Marcel Proust
Lettres à Reynaldo Hahn

VII-23

[Le jeudi soir 31 janvier? 1907] 1

  

Est-ce que vous êtes 2 encore phasché, mon Bunchtbuls? Pauvre Buncht pas croyez que j'ai[e] de moi une idée extraordinaire sous mon " apparente modestie ". Hélas, Niduls, je voudrais bien, mais j'ai certainement de moi une moins grande idée qu'Antoine ne peut avoir de lui-même ou Jean Blanc 3. Je serais peut'être un peu moins malheureux sans cela. Du reste tout le monde est phasché contre moi ce soir. Cardane a dit à Ulrich 4 : " S'il croit que quelqu'un lira son article en dehors de lui et des quelques personnes qui le connaissent 5 ! " C'est du reste Bérité 6. Hasdieu, binuls, ne soyez pas tellement phasché contre B. qui ne sait plus comment doit être avec vous devant hauterch, car s'il est très b. vous trouvez que trop et que moschant pour les autres, et s'il dit que et que vous trousvez que et que. Et que et que. Je voudrais pour vous desrider et desfascher vous écrire mille genstillesses, mais j'ai une crise qui commence et dans la promesse des heures cruelles fait déjà taire mille maux. Hasdieu et Genstil 7


1. Hahn 124-125 (n° LXXIX). Sur papier de deuil. Cette lettre semble avoir été écrite dans la nuit du jeudi 31 janvier à vendredi 11, février 1907 : voir la note 5 ci-après.

2. Ms : vous êtes, mots ajoutés en interligne.

3. Rappelons qu'Antoine Bertholhomme est concierge, Jean Blanc valet de chambre. Voir Cor, II, 218, note 5 et passim.

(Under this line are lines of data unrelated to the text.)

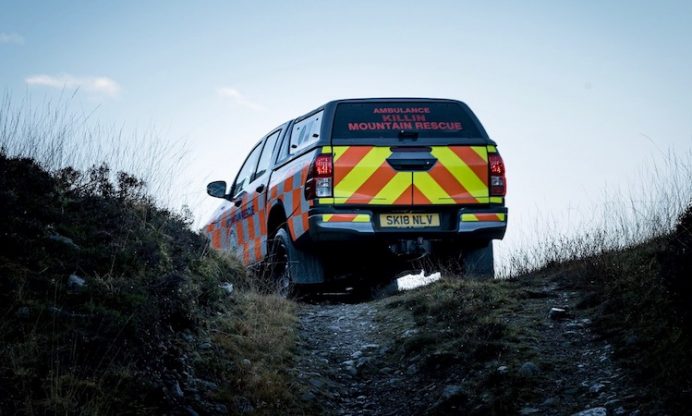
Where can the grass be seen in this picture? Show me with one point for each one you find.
(151, 330)
(462, 337)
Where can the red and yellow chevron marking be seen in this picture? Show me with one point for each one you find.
(483, 217)
(346, 218)
(363, 176)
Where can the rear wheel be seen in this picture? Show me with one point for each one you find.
(478, 261)
(291, 268)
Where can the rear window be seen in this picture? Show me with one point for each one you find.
(396, 119)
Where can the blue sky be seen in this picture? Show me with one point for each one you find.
(579, 95)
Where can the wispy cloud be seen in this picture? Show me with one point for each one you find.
(11, 38)
(95, 85)
(238, 98)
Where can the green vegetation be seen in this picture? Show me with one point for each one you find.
(111, 305)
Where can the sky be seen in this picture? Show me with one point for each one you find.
(578, 95)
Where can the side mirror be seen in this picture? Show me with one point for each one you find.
(217, 189)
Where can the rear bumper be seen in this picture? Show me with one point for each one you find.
(457, 225)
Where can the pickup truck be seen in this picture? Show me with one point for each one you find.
(363, 185)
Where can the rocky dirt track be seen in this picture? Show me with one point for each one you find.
(348, 367)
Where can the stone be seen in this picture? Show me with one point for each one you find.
(557, 313)
(596, 387)
(528, 369)
(75, 283)
(64, 240)
(452, 390)
(308, 397)
(227, 287)
(206, 385)
(594, 411)
(526, 411)
(23, 312)
(177, 391)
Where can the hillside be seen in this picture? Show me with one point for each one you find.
(111, 305)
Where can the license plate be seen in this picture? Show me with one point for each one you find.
(409, 220)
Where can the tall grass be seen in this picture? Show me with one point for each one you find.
(623, 217)
(55, 134)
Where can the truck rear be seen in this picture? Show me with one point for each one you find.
(405, 179)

4. Voir Cor, III, 269, note 7.

5. Il est question ici, semble-t-il, de l'article Sentiments filiaux d'un parricide, qui a paru dans Le Figaro du vendredi 1- février 1907. A l'égard de cet article, Proust exprime une même humilité dans sa lettre du 3 février 1907 à Robert Dreyfus ci-après.

6. " Bérité " pour Vérité, déformation voulue.